Coal companies steadied after yesterday’s steep falls, which followed news of a Chinese ban. Whitehaven Coal bounced 5.4 per cent and Coronado Global Resources 1 per cent. New Hope faded 1.1 per cent and Yancoal 1.3 per cent.

Going down

Real estate investment trusts were mixed as a rise in US bond yields capped appetite for yield stocks. Cromwell Property Group dipped 1.3 per cent, Abacus 1.2 per cent and SCA 0.9 per cent.

Mesoblast sank 2.1 per cent before entering a trading halt pending a corporate update. The biopharma yesterday released disappointing results from a late-stage trial of its treatment for chronic heart problems.

Lithium miner Pilbara Mining skidded 12.9 per cent after raising $61 million from institutional investors at a substantial discount to recent prices. The funds will be used to acquire a neighbouring lithium project.

Network services company Service Stream tanked 11.3 per cent after outlining details of a new deal with nbn Co.

Other markets

Asian markets moved cautiously higher. China’s Shanghai Composite gained 0.1 per cent, Hong Kong’s Hang Seng 1 per cent and Japan’s Nikkei 0.3 per cent.

Oil retreated from an overnight nine-month high.
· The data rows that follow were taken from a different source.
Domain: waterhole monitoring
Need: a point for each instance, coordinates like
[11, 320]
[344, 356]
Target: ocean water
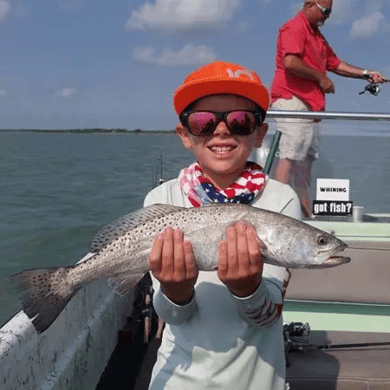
[56, 190]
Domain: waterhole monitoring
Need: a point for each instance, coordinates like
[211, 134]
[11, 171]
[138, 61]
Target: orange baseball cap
[221, 77]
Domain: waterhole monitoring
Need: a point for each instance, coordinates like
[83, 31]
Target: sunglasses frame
[222, 117]
[325, 11]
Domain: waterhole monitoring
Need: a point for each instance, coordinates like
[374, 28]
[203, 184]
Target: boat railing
[328, 115]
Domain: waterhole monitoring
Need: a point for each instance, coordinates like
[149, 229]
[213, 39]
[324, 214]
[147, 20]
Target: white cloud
[182, 14]
[188, 55]
[368, 26]
[5, 9]
[65, 92]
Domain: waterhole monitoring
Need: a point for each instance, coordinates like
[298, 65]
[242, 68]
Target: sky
[115, 64]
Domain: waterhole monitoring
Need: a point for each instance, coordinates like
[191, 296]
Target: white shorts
[299, 136]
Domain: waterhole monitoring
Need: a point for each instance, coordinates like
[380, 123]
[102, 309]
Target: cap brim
[188, 93]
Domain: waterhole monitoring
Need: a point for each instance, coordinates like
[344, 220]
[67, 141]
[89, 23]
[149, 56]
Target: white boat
[345, 305]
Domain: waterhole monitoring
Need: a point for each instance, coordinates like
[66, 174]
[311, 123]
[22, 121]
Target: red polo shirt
[298, 37]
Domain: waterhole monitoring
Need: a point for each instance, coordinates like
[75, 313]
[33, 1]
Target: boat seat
[363, 368]
[365, 279]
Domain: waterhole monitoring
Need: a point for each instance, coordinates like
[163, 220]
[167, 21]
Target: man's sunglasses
[204, 123]
[325, 11]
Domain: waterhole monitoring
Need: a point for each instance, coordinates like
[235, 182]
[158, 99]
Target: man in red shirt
[300, 84]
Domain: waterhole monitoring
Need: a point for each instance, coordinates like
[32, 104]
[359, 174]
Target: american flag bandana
[200, 191]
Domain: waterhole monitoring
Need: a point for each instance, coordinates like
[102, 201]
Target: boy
[224, 328]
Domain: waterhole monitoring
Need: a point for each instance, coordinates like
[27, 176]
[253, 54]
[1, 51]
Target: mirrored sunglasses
[204, 123]
[325, 11]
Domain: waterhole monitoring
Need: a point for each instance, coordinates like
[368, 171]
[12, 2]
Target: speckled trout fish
[120, 251]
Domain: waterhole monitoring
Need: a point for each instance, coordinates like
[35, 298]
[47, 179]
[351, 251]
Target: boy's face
[222, 156]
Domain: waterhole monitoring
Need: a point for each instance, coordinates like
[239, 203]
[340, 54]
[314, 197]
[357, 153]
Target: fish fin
[112, 230]
[123, 283]
[44, 293]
Brent crude dipped nine cents or 0.2 per cent to $US50.67 a barrel. Gold edged up $1.10 or 0.1 per cent to $US1,856.40 an ounce.
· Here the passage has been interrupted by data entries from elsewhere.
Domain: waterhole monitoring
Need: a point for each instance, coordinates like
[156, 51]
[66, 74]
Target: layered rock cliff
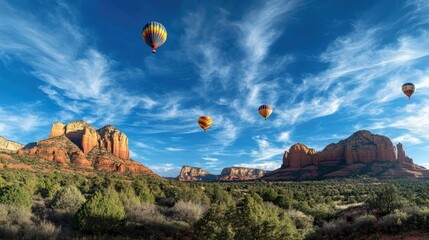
[361, 153]
[240, 174]
[86, 137]
[78, 145]
[188, 173]
[228, 174]
[9, 146]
The dollar was broadly steady at 75.49 US cents.

What’s hot today and what’s not

Hot today: News of a US launch and best ever month’s trade lifted Openpay (ASX:OPY) more than 25 per cent. The buy now pay later company marked its first birthday as a listed entity by announcing it was ready to launch in the US after appointing key executives. The company also reported record November trading. Total transactions increased to $35.7 million from a previous record of $25.8 million. The share price jumped 25.5 per cent to $2.71.

Not today: Minerals explorer Estrella Resources (ASX:ESR) lost a quarter of its market value after the latest drilling assays fell short of elevated expectations. The share price more than quintupled back in October when the company struck massive nickel sulphides at Carr Boyd, north of Kalgoorlie. Shares fell 25.5 per cent this morning, trading below that day’s closing price for the first time in two months. CEO Chris Dawes insisted all was not lost: “I fully believe we have not seen the best of it yet,” he said. Assay results were pending on numerous holes.